Auch Kris hatte die Weltanschauung seines Vaters aufgezwängt bekommen, allerdings nicht mit der Härte, die Benjamin erleben musste. Man konnte ihrem Vater zwar viel Realismus vorwerfen, aber nicht, dass er stets in der neuen Zeit lebte. Denn obwohl das Mittelalter bereits lange vorbei war, dachte er immer noch in dem Schema des erbenden Erstgeborenen, weswegen sein Hauptaugenmerk in allen erzieherischen Maßnahmen auf Benjamin ruhte. Kris war bloß die zweite Geige, die erst dann ins Spiel kommen würde, wenn Benjamin entweder tot oder aufgrund irgendeines Umstandes von ihm enterbt worden wäre. Und eben dieser Gedanke hatte sich ihm immer häufiger aufgedrängt, während er seinen Sohn in Behandlung schickte. Er versuchte gar nicht erst, sich selbst als Ursache für die psychischen Probleme seines Kindes verantwortlich zu machen. Den einzigen Vorwurf, den er sich machte, war, dass er ihn auf irgendeine Weise trotzdem liebte.

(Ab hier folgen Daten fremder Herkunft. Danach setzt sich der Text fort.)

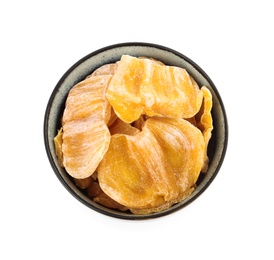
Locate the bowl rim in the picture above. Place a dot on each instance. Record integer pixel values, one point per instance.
(118, 214)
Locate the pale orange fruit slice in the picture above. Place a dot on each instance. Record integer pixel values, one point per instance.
(205, 122)
(86, 136)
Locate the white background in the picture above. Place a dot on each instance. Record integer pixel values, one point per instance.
(231, 40)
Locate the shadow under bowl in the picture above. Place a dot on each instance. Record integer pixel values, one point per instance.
(110, 54)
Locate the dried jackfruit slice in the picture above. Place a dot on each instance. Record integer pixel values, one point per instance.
(86, 136)
(142, 86)
(120, 127)
(155, 168)
(205, 122)
(58, 141)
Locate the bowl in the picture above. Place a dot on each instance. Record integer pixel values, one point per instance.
(84, 67)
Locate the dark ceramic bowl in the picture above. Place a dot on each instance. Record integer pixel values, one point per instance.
(85, 66)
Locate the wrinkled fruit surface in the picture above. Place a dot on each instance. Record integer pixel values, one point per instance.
(135, 134)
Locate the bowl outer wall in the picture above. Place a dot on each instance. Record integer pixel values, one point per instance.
(113, 53)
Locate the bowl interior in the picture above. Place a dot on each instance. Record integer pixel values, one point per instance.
(110, 54)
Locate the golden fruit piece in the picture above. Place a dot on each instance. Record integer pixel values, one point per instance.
(86, 136)
(205, 122)
(143, 86)
(154, 168)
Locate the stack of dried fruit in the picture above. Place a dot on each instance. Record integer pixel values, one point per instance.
(135, 134)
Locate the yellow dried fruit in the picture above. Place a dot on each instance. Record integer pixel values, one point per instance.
(85, 133)
(205, 122)
(142, 86)
(155, 167)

Schuld war etwas, das Philosophen und andere Theoretiker diskutieren sollten.

Er liebte ein Kind, das der Überzeugung war, dass Feen und Elfen existieren würden. Tiefer konnte er schlichtweg nicht mehr sinken. Nachdem Benjamin seine erste Behandlung in der Psychiatrie hinter sich gebracht hatte und laut Dr. Winkler wieder in der normalen Welt angekommen war, startete sein Vater direkt den nächsten Anlauf, um ihm seine Zwangsjacke anlegen zu können. Fernsehen war nur dann erlaubt, wenn es sich um Nachrichten oder Wirtschaft handelte. Mit Freunden durfte er sich nur treffen, wenn sein Vater sichergehen konnte, dass sie keine Spiele spielten oder Musik hörten. Da erschien es wenig verwunderlich, dass er nie Freunde gehabt hatte. Videospiele waren gänzlich verboten und Musik nur dann, wenn sie von Beethoven oder Bach komponiert worden war, denn Mozarts Stücke waren seiner Auffassung nach zu verspielt und kindisch. Das Einzige, das ihm nicht verboten, sondern aufgezwungen wurde, war das Lesen. Damit waren jedoch keine Romane oder fiktiven Geschichten gemeint, sondern Wirtschaftsmagazine, Biographien erfolgreicher Unternehmer und Wissenschaftler, sowie deren Abhandlungen und Dissertationen. Es sollte nicht überraschend sein, dass die Gründe für die psychischen Probleme und Halluzinationen von Kris großem Bruder das Ergebnis jahrelanger Isolation von den Freuden und der Fantasie des Lebens waren.

Eine Psyche, auf die Druck ausgeübt wird, ändert ihren Zustand dem Druck entsprechend.

Zwei Wochen waren vergangen, seitdem er aus der Psychiatrie entlassen wurde, und von einem Rückfall war noch keine Spur zu erkennen. Aber was sich lange in einem aufstaut, schlägt am Ende nur noch härter zu. Seine Fantasie brachte ihm den Tod, lautete der Text der Traueranzeige, die am nächsten Tag in der Zeitung erschienen war. Doch was war, wenn nicht die Fantasie, sondern der Tod der Fantasie ihn ins Grab befördert hatte? Diese Frage hielt Kris noch lange wach bis er in den frühen Morgenstunden schließlich in einen unruhigen, traumlosen Schlaf fiel.